There are a few aspects of venture capital whose origins are lost to history. One of these is the 20% stock option pool. Or more simply, the idea that everyone in the startup should own (at least a small amount of) the equity.
Does this idea date all the way back to Rock and Davis, or did it come later?
Why 20%? Why not 10% or 33% or 50%?
Was this idea ever debated, or did one VC decades ago tout the idea over drinks one evening, everyone agreed, and it was been the norm ever since?
This is one of the details of venture capital missed by the impact investing funds. Which is odd, as it is one of the few socially-minded ideas in traditional venture capital. The idea that everyone should benefit from the wealth generated by startups, not just the founders and investors.
When the Pilgrims joined the Virginia Company, shareholders paid £10 per share. That capital was used to hire the Mayflower to bring the workers to America, to fill the ship with provisions, and to buy a second ship for use in America (which turned out to be leaky and ultimately left in England).

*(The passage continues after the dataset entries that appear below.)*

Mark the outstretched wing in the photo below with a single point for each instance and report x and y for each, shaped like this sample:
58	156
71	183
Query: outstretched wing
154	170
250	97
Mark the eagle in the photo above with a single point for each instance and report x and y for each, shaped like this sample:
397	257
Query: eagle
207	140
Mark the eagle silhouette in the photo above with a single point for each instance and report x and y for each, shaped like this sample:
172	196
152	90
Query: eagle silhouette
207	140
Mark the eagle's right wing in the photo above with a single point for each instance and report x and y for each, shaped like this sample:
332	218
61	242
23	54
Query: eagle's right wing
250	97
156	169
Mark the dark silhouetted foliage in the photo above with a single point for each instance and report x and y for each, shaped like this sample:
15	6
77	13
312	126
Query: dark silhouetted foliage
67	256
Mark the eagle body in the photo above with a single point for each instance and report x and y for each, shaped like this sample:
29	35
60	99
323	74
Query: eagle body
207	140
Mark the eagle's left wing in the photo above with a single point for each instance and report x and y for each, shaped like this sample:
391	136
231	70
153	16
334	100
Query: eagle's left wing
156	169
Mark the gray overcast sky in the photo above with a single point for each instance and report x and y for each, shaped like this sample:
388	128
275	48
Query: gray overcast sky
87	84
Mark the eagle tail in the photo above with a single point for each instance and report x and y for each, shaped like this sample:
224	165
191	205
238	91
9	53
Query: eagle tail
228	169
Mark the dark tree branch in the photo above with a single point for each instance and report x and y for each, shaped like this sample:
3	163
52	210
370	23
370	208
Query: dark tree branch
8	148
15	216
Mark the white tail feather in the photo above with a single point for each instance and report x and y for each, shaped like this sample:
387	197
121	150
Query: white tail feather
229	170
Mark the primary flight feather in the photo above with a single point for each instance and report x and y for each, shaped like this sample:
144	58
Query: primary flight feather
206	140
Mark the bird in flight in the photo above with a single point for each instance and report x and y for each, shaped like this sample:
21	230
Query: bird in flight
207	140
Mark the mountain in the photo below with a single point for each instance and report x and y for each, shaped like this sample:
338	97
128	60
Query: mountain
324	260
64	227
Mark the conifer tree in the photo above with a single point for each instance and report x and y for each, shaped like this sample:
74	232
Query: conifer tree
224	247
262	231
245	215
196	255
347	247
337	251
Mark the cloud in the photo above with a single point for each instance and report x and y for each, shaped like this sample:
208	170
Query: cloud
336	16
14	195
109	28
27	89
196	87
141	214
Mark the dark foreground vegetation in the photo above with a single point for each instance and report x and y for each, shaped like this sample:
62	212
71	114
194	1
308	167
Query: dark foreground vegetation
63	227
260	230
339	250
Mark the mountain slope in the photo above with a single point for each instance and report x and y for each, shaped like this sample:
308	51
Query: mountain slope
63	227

The workers (presumably just the adult men) each received one share in exchange for seven years of service. In VC parlance, we’d say they receive one share “vested” with a seven clear “cliff”.
The expectation from both investor and worker was that those shares would return somewhere between £100 and £500 of value within those seven years. What today we’d call a “10x-50x return”.
And unlike today, where the norm is for companies to have a perpetual existence, back then the companies were chartered for 7-10 years. But again in the world of traditional venture capital, the expectation is that companies get acquired in less than 10 years, so ultimately the end result is rather similar.
In any case, it is interesting to see how some ideas, like sharing equity with employees, are so good that they last for centuries.